Wednesday, January 27, 2010

Talk Back: Greyhounds, Puppies and Acts of Kindness

Today I’d like to post a selection of comments that have come into the blog. I recently wrote about the declining dog racing industry and the work of GREY2K USA, a greyhound protection organization which has helped to shape the debate on dog racing in the past decade:

Hi Michael, I just read your article “Heroes for Greyhounds” in Animals & Politics. I enjoyed it, Michael, it was concise and to the point. I live in a state that has 13 live racing tracks. You mentioned the number of injuries suffered by the racing greyhounds in Massachusetts at just two tracks. It is distressing to imagine how many racing dogs are being injured and killed at the 13 tracks in Florida. GREY2K USA has advocated record-keeping in Florida and will be legislatively seeking its approval. When we get record-keeping in place, it will heighten public awareness and help speed up the demise of this anachronistic industry.—Kathy P.

Thank you so much for this article—this is a subject especially near and dear to my heart. I have been involved with greyhound rescue and adoption since 1997 with an Illinois and Southeastern Wisconsin group, Greyhounds Only Adoption and Rescue. Before adopting my first greyhound in 1997, I did not know of the atrocities associated with this industry and since learning, I have worked to make people aware and promote adoption of these wonderful animals. Thank you for helping with this cause (as with all the animal issues).—Mary R.

We are badly in need of legislation in Arizona for the welfare of our animals. Arizona has very few laws on the books for the protection of the greyhound. Everyone I talk to here in Tucson acts like they are afraid to get legislation on the books. We need to get the dog tracks shut down SOON.—Shirley B.

With our recent kick-off meetings in Missouri to place the Puppy Mill Cruelty Prevention Act on the November 2010 statewide ballot, advocates have expressed their enthusiasm and support for cracking down on abusive puppy mills:

How can anyone look at these beautiful puppies and treat them inhumanely? I am praying for the pain to stop.—Cecile J.

I attended the kick-off meeting today in St. Louis. I really enjoyed your speech. You are a very inspirational speaker. I am eager to get started on this initiative! Thanks!—Lisa R.

We need to get the legislature to pass a law about puppy mills and the bad treatment they are receiving. They need health care, a place to play and run, good food and water to drink, a warm place to sleep at night when it's cold, and a cool place to sleep during the summer. I don't like hearing about the abuse of animals, the owners need to be prosecuted to the fullest extent.—Terri M.

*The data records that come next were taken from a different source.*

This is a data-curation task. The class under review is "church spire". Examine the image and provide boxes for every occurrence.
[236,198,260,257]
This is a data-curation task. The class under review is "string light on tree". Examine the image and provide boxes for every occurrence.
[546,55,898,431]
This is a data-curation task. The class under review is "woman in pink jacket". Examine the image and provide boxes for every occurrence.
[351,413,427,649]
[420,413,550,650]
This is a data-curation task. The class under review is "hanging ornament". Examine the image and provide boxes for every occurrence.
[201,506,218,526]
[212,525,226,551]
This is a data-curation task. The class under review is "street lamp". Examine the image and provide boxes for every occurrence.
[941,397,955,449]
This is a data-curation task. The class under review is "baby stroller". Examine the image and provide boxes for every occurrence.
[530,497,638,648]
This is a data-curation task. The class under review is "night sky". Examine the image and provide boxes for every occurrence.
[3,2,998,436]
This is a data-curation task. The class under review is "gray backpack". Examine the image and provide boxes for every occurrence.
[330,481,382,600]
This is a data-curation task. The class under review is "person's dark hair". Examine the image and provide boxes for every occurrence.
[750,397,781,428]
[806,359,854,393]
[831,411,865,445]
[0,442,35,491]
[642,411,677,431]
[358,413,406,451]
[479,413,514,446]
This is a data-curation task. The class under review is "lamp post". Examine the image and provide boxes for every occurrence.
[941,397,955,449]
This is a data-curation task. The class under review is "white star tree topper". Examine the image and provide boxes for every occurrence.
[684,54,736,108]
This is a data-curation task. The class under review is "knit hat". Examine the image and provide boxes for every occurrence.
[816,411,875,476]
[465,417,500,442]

We’ve also received feedback in response to my post highlighting recent acts of kindness for animals in Haiti and here at home:

Hi Mike: This is good to hear, but what about saving cats?—Carolyn

Thanks for your question, Carolyn. We’re working to help all animals in Haiti. I have five cats of my own—Georgia, Lexi, Mario, Misty, and Oliver—and it’s a cause close to my heart. One recent effort I’m very proud of is The Humane Society of the United States’ work to save the feral cats on San Nicolas Island. Click here to read about these rescued cats and their brand-new shelter at The Fund for Animals Wildlife Center.

The Haiti earthquake is devastating, but honestly, after hearing the news and thinking of the people, the NEXT thing I thought of was the animals. If I didn't have to make money to pay bills, or if I was rich, I'd get on a plane with one of the rescue groups and go to help the animals, and to build a humane infrastructure. The animals are always the worst to suffer and the last to receive help or consideration.—Dyan K.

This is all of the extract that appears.